ABSTRACT Enterococci are the 3rd most common cause of hospital-acquired infections and a major public health threat due to the continuous rise of multidrug-resistant (MDR) isolates. Because the pathogenic potential of enterococci is closely linked to their ubiquitous stress resilience, work in our lab aims to identify and dissect the

mechanisms that allow Enterococcus faecalis, the most prevalent enterococcal species of human infections, to survive in the hostile host environment. Second messenger nucleotides such as (p)ppGpp (the effector molecule of the stringent response) and c-di-AMP are produced by bacteria in response to internal or external

stimuli, playing major roles in the regulation of processes associated with cell homeostasis and virulence. In addition, cyclic nucleotides such as c-di-AMP act as agonists of the innate immune response of mammalians by stimulating a potent STING-dependent type I interferon response. Of interest, previous investigations have

shown that the c-di-AMP and (p)ppGpp networks are interconnected in other bacteria, but a clear understanding of the mechanics and physiological significance of this interaction are still lacking.
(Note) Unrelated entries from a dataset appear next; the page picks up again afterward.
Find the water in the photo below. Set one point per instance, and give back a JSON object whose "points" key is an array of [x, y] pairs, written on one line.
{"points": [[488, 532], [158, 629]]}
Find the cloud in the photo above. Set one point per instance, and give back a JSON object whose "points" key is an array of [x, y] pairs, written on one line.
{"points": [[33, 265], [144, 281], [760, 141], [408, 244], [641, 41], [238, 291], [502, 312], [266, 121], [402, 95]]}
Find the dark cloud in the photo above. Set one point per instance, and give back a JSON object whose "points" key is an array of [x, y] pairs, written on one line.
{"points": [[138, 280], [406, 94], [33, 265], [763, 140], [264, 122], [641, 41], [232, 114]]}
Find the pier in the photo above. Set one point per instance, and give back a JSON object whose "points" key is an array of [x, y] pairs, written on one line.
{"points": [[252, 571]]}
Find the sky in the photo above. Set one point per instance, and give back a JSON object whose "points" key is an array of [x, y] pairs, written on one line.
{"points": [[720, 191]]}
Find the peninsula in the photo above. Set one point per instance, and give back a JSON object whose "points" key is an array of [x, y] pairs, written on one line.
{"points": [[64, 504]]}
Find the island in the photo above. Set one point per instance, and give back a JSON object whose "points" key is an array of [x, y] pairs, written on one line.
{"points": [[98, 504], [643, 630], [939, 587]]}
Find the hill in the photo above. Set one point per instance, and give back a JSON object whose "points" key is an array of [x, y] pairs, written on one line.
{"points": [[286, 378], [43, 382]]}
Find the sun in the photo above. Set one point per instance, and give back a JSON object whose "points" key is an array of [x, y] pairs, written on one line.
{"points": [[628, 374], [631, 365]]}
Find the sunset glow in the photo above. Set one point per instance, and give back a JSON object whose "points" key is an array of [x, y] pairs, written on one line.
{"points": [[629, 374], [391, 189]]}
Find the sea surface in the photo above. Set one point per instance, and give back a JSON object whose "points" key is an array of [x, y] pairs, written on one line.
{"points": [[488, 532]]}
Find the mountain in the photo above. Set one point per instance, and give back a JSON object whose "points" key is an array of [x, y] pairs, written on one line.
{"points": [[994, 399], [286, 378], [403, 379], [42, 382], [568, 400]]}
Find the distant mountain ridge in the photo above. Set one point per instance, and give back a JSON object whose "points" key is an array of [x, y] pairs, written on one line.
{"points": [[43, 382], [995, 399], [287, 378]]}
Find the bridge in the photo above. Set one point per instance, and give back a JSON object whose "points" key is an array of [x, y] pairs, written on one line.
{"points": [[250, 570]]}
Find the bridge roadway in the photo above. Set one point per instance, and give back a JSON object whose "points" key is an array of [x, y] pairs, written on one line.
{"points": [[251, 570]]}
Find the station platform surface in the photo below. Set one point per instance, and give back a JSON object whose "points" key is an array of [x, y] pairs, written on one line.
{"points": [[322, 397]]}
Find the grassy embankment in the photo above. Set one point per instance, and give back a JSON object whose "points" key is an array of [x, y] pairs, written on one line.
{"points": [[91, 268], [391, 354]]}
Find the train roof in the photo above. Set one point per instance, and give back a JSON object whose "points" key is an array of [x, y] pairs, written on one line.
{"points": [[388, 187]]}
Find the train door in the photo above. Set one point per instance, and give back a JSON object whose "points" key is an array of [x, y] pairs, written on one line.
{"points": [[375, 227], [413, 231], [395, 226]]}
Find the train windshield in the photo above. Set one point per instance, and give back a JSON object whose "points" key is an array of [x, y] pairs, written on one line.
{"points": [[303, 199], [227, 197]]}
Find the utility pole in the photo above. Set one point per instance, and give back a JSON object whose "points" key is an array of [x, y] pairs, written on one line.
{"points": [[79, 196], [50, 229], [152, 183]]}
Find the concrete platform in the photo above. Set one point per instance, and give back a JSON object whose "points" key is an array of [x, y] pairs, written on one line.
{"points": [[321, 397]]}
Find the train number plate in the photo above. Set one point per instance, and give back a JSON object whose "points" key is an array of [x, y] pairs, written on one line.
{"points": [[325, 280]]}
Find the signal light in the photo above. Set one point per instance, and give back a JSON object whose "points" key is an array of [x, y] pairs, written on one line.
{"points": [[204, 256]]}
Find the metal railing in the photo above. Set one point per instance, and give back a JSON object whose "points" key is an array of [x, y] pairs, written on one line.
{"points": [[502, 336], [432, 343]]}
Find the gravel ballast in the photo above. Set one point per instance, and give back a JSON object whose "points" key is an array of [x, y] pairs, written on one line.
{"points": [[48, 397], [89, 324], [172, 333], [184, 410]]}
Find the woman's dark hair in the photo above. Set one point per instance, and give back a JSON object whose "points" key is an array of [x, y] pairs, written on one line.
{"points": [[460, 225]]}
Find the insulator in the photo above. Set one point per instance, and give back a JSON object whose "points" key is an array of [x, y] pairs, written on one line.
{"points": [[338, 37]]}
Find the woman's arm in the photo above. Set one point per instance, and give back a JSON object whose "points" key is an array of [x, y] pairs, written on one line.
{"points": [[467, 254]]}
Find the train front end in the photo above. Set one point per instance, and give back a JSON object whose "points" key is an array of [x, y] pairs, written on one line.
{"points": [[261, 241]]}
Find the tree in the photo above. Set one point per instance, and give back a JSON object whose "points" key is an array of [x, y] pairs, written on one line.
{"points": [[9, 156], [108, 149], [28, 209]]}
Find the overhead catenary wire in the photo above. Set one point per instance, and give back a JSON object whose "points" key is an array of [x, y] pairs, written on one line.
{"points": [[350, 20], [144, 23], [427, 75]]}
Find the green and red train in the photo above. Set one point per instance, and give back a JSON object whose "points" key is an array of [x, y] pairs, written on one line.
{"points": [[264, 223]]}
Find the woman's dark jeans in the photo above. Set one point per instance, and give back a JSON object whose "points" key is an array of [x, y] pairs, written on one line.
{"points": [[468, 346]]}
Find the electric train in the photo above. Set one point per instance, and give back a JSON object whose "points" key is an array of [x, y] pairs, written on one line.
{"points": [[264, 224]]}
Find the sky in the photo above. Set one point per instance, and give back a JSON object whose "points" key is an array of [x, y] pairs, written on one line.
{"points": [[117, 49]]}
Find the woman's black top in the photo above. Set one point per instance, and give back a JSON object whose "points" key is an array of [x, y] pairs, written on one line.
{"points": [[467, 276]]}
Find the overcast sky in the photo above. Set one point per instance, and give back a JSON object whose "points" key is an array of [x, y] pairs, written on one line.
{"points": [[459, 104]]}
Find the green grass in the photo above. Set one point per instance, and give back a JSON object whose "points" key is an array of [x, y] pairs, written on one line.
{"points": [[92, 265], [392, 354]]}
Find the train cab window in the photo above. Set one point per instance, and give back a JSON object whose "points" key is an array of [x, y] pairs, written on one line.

In previous studies, we discovered that E. faecalis depends on small amounts of (p)ppGpp to maintain a balanced

metabolism and to respond to external cues in an accurate and timely manner. We also found that lack of (p)ppGpp greatly increases antibiotic sensitivity and attenuates the virulence of E. faecalis. More recently, we showed that c-di-AMP is also critical to E. faecalis pathophysiology and that either accumulation or lack of c-

di-AMP can drastically impair the virulence potential of E. faecalis. The goals of this application are: (i) to probe the multifaceted roles played by c-di-AMP during infection using a catheter-associated urinary tract infection (CAUTI) mouse model that recapitulates many of the clinical characteristics of the disease in humans,

(ii) to identify and characterize the c-di-AMP binding/effector proteins in E. faecalis, and (iii) to investigate how integration of the c-di-AMP and (p)ppGpp networks controls specific processes that promote bacterial fitness and then determine how this association contributes to E. faecalis pathophysiology. This conceptually

innovative application builds on our extensive preliminary data and the complementary expertise and solid track record of our research team in each specific area of this application. Significance of the proposed studies lies in unravelling the multifaceted role of c-di-AMP in host-pathogen interactions, uncovering the

scope of c-di-AMP regulation in a major MDR pathogen, and shedding new light onto the intricate relationship between c-di-AMP and (p)ppGpp signaling networks. Given the central role of second messenger nucleotides in bacterial pathogenesis, a better understanding of how they modulate cell physiology based on the identification

and characterization of their mechanisms of action and effectors can facilitate the rational design of new antimicrobial therapies.